Partisans et détracteurs de la proposition de loi sur la réglementation de la prostitution, discutée ce vendredi à l'Assemblée nationale et qui vise notamment à sanctionner les clients, s'écharpent depuis plusieurs semaines pour défendre leur position. Elles sont irréconciliables, car, en la matière, deux modèles s'opposent. Les abolitionnistes arguent que si chacun est libre de disposer de son corps, il n'est pas libre de disposer du corps d'autrui. À l'opposé, les "réglementaristes" leur objectent que "se prostituer est un service comme un autre et que l'on ne vend pas son corps, on le loue".

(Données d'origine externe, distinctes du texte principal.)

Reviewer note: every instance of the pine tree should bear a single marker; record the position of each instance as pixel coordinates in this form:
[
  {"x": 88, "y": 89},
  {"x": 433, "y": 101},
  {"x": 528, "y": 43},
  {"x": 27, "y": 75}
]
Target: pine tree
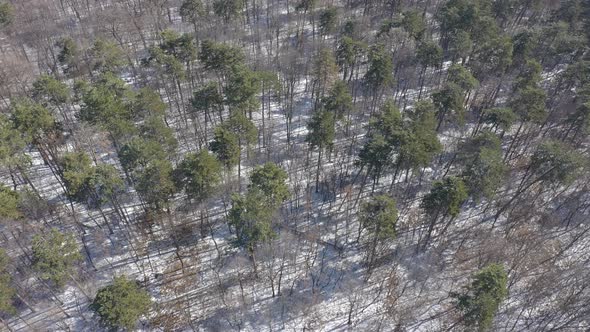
[
  {"x": 481, "y": 300},
  {"x": 198, "y": 174},
  {"x": 54, "y": 256},
  {"x": 121, "y": 304},
  {"x": 270, "y": 179},
  {"x": 226, "y": 147}
]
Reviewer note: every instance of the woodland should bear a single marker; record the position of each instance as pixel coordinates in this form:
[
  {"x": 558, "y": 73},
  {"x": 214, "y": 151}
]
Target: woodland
[{"x": 297, "y": 165}]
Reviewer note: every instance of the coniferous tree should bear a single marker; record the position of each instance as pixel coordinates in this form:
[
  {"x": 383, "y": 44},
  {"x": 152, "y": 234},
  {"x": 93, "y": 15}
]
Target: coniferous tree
[
  {"x": 121, "y": 304},
  {"x": 54, "y": 256},
  {"x": 198, "y": 174},
  {"x": 483, "y": 297}
]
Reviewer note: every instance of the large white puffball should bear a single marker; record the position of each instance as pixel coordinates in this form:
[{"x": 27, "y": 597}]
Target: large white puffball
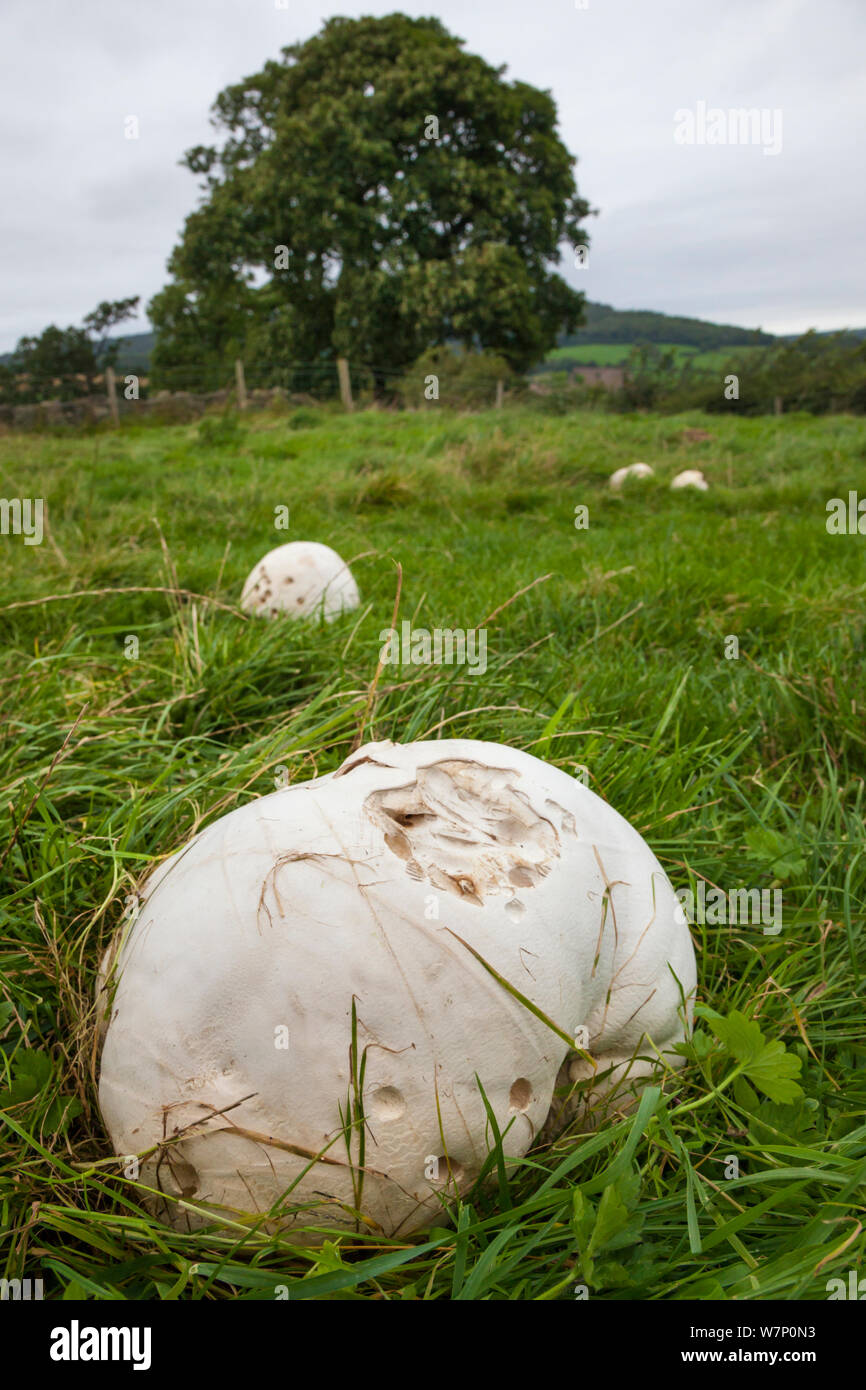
[
  {"x": 302, "y": 578},
  {"x": 355, "y": 957}
]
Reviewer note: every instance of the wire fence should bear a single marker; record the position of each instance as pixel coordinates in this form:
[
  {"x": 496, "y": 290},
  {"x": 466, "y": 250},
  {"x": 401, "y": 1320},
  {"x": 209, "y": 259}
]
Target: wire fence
[{"x": 127, "y": 389}]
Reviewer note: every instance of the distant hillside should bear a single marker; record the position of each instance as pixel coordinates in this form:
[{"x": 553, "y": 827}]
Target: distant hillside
[
  {"x": 135, "y": 352},
  {"x": 605, "y": 324}
]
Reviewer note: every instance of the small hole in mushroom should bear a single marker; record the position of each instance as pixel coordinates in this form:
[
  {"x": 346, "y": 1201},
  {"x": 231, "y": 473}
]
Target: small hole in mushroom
[
  {"x": 448, "y": 1171},
  {"x": 520, "y": 1096},
  {"x": 385, "y": 1104}
]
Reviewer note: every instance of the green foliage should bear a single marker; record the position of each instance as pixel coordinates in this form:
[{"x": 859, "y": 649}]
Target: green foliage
[
  {"x": 392, "y": 238},
  {"x": 464, "y": 380},
  {"x": 763, "y": 1062},
  {"x": 615, "y": 662},
  {"x": 220, "y": 431}
]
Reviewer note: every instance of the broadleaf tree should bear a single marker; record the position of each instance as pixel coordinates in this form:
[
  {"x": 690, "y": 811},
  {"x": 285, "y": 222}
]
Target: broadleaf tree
[{"x": 376, "y": 192}]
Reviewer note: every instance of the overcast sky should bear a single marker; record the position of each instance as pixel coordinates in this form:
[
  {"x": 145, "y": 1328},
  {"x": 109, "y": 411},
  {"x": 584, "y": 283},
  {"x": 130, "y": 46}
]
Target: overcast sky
[{"x": 720, "y": 231}]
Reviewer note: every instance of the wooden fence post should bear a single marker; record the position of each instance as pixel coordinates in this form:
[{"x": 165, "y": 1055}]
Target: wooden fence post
[
  {"x": 241, "y": 382},
  {"x": 345, "y": 385},
  {"x": 111, "y": 391}
]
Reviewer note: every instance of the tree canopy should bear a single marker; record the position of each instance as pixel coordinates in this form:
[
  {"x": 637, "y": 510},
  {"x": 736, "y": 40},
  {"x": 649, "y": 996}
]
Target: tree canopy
[{"x": 376, "y": 192}]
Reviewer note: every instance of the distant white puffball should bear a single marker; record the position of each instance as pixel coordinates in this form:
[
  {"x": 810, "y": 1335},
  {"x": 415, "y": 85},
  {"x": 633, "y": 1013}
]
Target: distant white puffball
[{"x": 300, "y": 578}]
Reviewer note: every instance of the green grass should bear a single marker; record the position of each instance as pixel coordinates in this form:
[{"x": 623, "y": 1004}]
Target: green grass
[{"x": 738, "y": 770}]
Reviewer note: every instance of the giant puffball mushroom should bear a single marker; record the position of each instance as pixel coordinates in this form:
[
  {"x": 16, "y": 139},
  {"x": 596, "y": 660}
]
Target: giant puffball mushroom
[
  {"x": 691, "y": 478},
  {"x": 634, "y": 470},
  {"x": 302, "y": 578},
  {"x": 319, "y": 986}
]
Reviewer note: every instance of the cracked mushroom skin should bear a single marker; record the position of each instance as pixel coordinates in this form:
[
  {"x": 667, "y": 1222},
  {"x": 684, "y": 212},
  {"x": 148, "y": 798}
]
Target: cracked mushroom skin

Deux pays ont traduit ces positions de principe dans les faits. La Suède où, dès 1999, les clients ont été pénalisés. Et l'Allemagne qui a légalisé la prostitution en 2002. On dispose donc, semble-t-il, d'un recul suffisant pour juger du bien-fondé sur le terrain de ces législations.

Suède : un modèle controversé

Il y a presque 15 ans, la Suède était le premier à interdire tout achat de services sexuels au nom de l'égalité hommes-femmes et de la dignité humaine. Elle a été érigée en modèle par la députée socialiste, Maud Olivier, qui porte la proposition de loi française : "L'exemple suédois est la preuve que l'on peut faire changer les choses et que la prostitution n'est pas une fatalité".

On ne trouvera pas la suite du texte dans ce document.